When Hancock lived in Oregon, she taught kids who were abused, neglected, or in juvenile detention how to ride horses. The kids learned to care for the horses, feed them, groom them, and earn their trust before learning to ride. They had to learn to trust Hancock as well. In learning to control their emotions, they, in turn, learned how to get the horse to cooperate and both horse and student enjoyed the ride.
An apt student
In practice, Hancock uses a cordless lapel microphone to gently give directions to a student, Kathy Lubianski, delivered to her headphones. The microphone is not allowed in competitions, however.
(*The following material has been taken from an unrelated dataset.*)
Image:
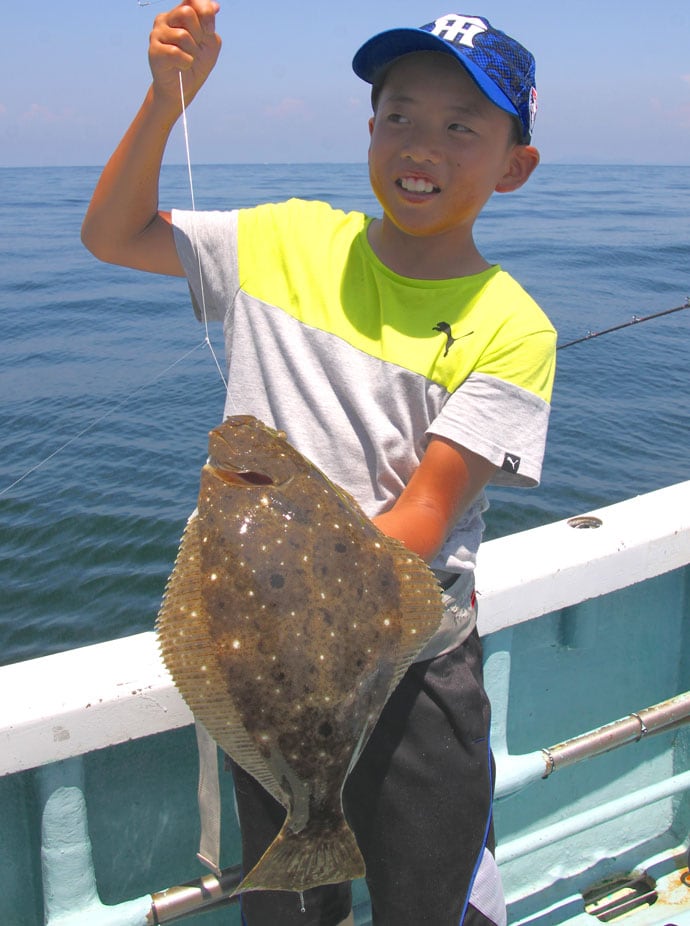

Lubianski just retired from a 29-year career with USAA and started learning dressage from Hancock this past May. In this short time, Lubianski has learned to communicate effectively with her horse; she recently won the high point champion first level in her last show competition.
Not just for the elite
If you view dressage videos on the Internet, you may see what look like wealthy, highbrow folks riding horses. But dressage has come a long way. No longer is it a sport belonging only to the wealthy, privileged elite.
Traditionally, the horses were from select breeding stock with a long lineage of equine royalty. Hancock is helping change the sport to open it to equine lovers of any social status. Horses of any lineage can be excellent dressage horses. Kathy’s horse, Pogo, is a Paint-Trekehner cross. She has had him since he was 6 months old. Hancock said he used to hide in the back of his stall when it was riding time, but now dressage has him waiting at the door, nickering to her, “Is it my time to prance?”
Horses like dressage. It helps them build muscles and improves their posture, carriage, and attitude. Harmony between rider and horse is one of the goals of the trainer and rider and is also judged at shows.
Hancock said Western dressage is becoming more popular as well; this uses a Western saddle rather than the English saddle. The American Quarter Horse Association is becoming more involved in the sport, she said.
Hancock also continues to educate herself by taking lessons from her coach, believing that there is always more to learn about training horses and instructing students. She competes with her two horses, whom she has trained herself -- Prinz Lombard at FEI Intermediate 1 and Wrenaissance at First Level. The competitions are becoming very popular and are held in Boerne at the Rose Palace near Boerne Stage Road. Riders must have their own horses in order to begin training.